1. ## Differential equation solving related to 2nd Newton's law

Without taking into account friction and resistance to the air, but while taking into account the gravitation force and the altitude. The weight $W$ is decreasing in terms of $x$ (altitude):
$P(x)=\dfrac{mgR^2}{(R+x)^2}$
$m$: Mass of the object
$g$: Gravitational force (at sea level)
$R$: Radius of Earth
$x$: Altitude

What is the speed of the object in terms of its altitude (we're looking for $v(x)$)?

I'm trying hard to resolve this equation but just can't find how to relate it to the altitude instead of the time.

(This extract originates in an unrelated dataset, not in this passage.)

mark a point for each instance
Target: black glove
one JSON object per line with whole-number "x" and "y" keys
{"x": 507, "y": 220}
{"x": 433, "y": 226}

Thanks to anyone who takes the time to answer this question. Good night,

2. Originally Posted by bazingasmile
$P(x)=\dfrac{mgR^2}{R+x^2}$
A slight change in the forumla (I presume this is a typo.)
$\displaystyle P(x)=\dfrac{mgR^2}{(R+x)^2}$

-Dan

3. Originally Posted by bazingasmile
Without taking into account friction and resistance to the air, but while taking into account the gravitation force and the altitude. The weight $W$ is decreasing in terms of $x$ (altitude):
$P(x)=\dfrac{mgR^2}{(R+x)^2}$
$m$: Mass of the object
$g$: Gravitational force (at sea level)
$R$: Radius of Earth
$x$: Altitude

What is the speed of the object in terms of its altitude (we're looking for $v(x)$)?

I'm trying hard to resolve this equation but just can't find how to relate it to the altitude instead of the time.

Thanks to anyone who takes the time to answer this question. Good night,
$\displaystyle F = ma \implies a = \frac{gR^2}{(R + x)^2}$

Now we know that a = dv/dt, so
$\displaystyle \frac{dv}{dt} = \frac{gR^2}{(R + x)^2}$

And using the chain rule:
$\displaystyle \frac{dv}{dt} = \frac{dv}{dx} \frac{dx}{dt} = \frac{dv}{dx} \cdot v(x)$

So we have the differential equation:
$\displaystyle v(x) \cdot \frac{dv}{dx} - \frac{gR^2}{(R + x)^2} = 0$

Can you take it from here?

-Dan

4. ## Thank you

Thank you very much.
I'm not stuck anymore!
Thanks for also pointing out my typo.

G.

5. Originally Posted by bazingasmile
Thank you very much.
I'm not stuck anymore!
Thanks for also pointing out my typo.

G.
Always happy to help out.

-Dan